Unincorporated community in Pennsylvania, US

Amity is an unincorporated community in Amwell Township, Pennsylvania, United States. It is home to the Bailey Covered Bridge and Hughes Covered Bridge.

==History==
Amity was laid out in 1797, and named after the local Amity Presbyterian Church. The community developed as part of the early settlement of Washington County, Pennsylvania, which was created in 1781 during westward expansion into southwestern Pennsylvania.

During the 19th century, Amity and the surrounding Amwell Township area were largely agricultural, with farming forming the basis of the local economy. As Washington County developed, industries such as coal mining contributed to economic growth in the region during the late 19th century.

Amity remained a small rural community, and nearby covered bridges, such as the Bailey Covered Bridge, reflect the transportation infrastructure and engineering practices of the 19th century.

==Geography==
Amity is an unincorporated community located in Amwell Township in central Washington County, Pennsylvania.
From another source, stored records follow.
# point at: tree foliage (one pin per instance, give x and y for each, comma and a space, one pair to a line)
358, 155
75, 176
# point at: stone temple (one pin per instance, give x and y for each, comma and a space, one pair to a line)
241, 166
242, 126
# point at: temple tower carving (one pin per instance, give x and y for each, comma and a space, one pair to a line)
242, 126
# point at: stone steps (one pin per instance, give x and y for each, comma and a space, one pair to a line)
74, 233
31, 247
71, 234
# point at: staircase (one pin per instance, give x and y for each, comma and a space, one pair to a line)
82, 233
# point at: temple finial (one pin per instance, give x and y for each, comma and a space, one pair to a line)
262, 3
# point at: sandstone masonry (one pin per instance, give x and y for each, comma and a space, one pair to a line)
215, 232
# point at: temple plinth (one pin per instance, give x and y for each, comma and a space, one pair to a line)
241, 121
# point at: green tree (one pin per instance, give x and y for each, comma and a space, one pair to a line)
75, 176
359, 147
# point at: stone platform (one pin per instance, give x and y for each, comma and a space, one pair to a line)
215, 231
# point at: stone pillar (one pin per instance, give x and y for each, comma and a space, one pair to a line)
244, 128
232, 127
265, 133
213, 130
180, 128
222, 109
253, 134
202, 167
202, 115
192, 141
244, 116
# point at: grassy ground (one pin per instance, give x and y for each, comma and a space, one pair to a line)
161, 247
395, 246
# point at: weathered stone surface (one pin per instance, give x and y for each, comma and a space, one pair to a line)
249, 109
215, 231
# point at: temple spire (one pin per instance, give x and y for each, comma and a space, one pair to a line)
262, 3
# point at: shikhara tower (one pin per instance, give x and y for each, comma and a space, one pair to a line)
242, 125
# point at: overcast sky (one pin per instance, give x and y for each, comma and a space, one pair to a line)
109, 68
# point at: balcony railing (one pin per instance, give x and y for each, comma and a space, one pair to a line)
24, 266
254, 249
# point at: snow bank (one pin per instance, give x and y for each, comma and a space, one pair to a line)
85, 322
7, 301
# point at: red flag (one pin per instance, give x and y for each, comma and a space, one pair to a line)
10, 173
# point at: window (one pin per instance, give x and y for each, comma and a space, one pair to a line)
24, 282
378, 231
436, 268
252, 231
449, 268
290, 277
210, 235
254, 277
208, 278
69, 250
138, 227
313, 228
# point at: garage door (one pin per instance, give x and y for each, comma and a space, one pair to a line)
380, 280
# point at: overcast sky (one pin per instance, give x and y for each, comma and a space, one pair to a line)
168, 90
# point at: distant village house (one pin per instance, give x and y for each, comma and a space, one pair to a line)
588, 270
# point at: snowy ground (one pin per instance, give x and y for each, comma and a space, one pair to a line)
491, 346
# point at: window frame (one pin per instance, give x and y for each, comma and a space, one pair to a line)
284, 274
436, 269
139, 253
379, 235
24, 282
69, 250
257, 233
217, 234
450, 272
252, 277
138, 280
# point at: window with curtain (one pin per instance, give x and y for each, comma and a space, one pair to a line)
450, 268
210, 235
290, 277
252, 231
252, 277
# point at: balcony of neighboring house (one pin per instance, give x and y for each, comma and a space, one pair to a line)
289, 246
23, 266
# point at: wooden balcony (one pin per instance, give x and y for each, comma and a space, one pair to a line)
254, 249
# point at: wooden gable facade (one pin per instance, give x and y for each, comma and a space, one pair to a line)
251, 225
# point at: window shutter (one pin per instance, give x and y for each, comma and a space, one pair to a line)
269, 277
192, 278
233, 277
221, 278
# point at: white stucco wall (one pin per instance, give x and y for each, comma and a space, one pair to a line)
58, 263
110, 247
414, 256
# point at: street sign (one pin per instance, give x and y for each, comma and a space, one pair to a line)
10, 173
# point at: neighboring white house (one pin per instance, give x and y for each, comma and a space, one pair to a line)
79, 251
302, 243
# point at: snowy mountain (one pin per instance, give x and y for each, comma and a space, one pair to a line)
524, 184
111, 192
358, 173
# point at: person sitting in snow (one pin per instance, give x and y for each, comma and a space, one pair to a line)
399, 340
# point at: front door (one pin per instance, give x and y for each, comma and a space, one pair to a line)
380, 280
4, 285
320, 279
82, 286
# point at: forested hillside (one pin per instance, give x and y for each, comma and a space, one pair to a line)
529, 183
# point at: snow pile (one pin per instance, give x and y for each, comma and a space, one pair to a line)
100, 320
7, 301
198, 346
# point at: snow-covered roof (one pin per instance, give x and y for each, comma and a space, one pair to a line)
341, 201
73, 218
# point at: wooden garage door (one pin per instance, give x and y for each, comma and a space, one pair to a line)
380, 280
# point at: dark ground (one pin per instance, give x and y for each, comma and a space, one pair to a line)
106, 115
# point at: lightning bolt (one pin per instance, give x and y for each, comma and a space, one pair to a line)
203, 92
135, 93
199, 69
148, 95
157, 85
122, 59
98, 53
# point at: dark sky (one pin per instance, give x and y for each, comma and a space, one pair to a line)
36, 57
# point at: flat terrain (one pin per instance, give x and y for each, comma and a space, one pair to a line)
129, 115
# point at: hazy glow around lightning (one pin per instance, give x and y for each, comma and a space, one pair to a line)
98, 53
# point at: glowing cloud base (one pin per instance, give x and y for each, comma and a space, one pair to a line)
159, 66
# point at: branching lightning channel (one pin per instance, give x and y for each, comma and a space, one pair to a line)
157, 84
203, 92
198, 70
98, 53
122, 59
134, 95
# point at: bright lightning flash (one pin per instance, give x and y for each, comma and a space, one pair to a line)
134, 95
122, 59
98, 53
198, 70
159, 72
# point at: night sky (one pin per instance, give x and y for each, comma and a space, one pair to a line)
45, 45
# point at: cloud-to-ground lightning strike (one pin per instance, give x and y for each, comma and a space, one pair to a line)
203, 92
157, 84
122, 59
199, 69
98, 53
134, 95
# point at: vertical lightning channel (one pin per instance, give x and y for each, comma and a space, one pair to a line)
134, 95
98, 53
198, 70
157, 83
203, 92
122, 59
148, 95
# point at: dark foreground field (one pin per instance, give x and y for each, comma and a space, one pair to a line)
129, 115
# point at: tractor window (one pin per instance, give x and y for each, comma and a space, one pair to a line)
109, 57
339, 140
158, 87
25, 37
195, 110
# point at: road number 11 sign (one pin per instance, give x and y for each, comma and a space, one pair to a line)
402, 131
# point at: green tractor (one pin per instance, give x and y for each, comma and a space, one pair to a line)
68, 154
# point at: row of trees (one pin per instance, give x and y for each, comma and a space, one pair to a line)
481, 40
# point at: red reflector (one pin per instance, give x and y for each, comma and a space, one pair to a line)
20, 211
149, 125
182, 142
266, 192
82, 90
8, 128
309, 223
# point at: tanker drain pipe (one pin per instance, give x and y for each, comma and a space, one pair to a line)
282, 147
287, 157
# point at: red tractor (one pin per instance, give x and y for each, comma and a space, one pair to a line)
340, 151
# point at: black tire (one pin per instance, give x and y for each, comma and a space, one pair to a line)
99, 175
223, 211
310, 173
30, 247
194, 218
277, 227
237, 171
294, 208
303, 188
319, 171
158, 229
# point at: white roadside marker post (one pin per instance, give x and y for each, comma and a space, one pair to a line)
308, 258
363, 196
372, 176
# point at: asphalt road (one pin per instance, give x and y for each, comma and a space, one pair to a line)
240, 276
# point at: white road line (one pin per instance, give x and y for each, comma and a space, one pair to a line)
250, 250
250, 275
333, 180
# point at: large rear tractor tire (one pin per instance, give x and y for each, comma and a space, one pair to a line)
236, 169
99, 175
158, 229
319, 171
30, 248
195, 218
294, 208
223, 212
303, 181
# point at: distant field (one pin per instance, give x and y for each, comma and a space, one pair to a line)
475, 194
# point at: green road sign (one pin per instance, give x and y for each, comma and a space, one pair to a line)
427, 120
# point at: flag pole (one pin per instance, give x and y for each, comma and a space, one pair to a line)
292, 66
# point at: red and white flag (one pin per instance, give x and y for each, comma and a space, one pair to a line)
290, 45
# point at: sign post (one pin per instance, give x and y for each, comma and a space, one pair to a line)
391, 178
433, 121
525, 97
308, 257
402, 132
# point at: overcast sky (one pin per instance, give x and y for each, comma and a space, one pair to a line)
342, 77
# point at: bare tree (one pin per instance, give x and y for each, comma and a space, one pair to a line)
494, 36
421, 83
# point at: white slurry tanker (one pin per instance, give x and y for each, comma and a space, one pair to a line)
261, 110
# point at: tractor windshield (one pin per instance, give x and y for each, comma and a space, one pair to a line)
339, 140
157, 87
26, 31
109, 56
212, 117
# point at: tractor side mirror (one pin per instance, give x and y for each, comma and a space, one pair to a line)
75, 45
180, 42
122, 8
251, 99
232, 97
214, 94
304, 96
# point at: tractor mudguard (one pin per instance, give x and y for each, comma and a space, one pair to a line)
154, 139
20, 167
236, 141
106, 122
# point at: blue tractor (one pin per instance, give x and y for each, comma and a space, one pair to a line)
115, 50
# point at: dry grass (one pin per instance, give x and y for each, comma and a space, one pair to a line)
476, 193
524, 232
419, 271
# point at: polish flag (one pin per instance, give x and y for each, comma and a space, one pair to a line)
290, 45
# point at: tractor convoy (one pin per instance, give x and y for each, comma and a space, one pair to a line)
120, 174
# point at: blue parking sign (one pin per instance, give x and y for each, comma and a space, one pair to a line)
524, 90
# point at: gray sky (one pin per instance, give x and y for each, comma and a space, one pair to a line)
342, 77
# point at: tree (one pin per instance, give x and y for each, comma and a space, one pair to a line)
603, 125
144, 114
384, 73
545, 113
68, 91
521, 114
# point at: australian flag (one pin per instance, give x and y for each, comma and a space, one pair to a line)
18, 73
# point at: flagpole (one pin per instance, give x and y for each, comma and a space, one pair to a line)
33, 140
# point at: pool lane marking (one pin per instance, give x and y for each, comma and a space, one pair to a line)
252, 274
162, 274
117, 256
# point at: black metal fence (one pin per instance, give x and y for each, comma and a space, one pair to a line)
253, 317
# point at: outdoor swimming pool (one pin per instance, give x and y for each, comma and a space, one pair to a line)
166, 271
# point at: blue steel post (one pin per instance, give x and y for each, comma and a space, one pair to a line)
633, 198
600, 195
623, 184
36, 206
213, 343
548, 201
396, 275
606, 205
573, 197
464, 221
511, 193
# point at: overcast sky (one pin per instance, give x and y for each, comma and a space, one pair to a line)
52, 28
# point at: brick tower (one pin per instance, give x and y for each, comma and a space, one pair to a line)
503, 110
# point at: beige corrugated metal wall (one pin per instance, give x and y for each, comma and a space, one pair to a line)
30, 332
The community lies within the Appalachian Plateau region of the state, characterized by rolling hills, farmland, and forested areas.

Amity is situated near Ten Mile Creek, a tributary of the Monongahela River, and is accessible via local roadways that connect it to nearby communities, including Washington, the county seat.

==Landmarks==
Amity is home to several historic covered bridges, including the Bailey Covered Bridge and the Hughes Covered Bridge, both of which cross Ten Mile Creek and date to the late 19th century.

These bridges are part of a larger collection of historic covered bridges in Washington County, which is known for having one of the highest concentrations of such structures in Pennsylvania.

The Bailey Covered Bridge, originally constructed in 1889, is listed on the National Register of Historic Places and represents traditional wooden bridge construction techniques of the period.

==Demographics==
As an unincorporated community, Amity does not have separate population statistics reported by the U.S. Census Bureau. Demographic data for the area is instead included within Amwell Township, which had a population of 3,684 at the 2020 census.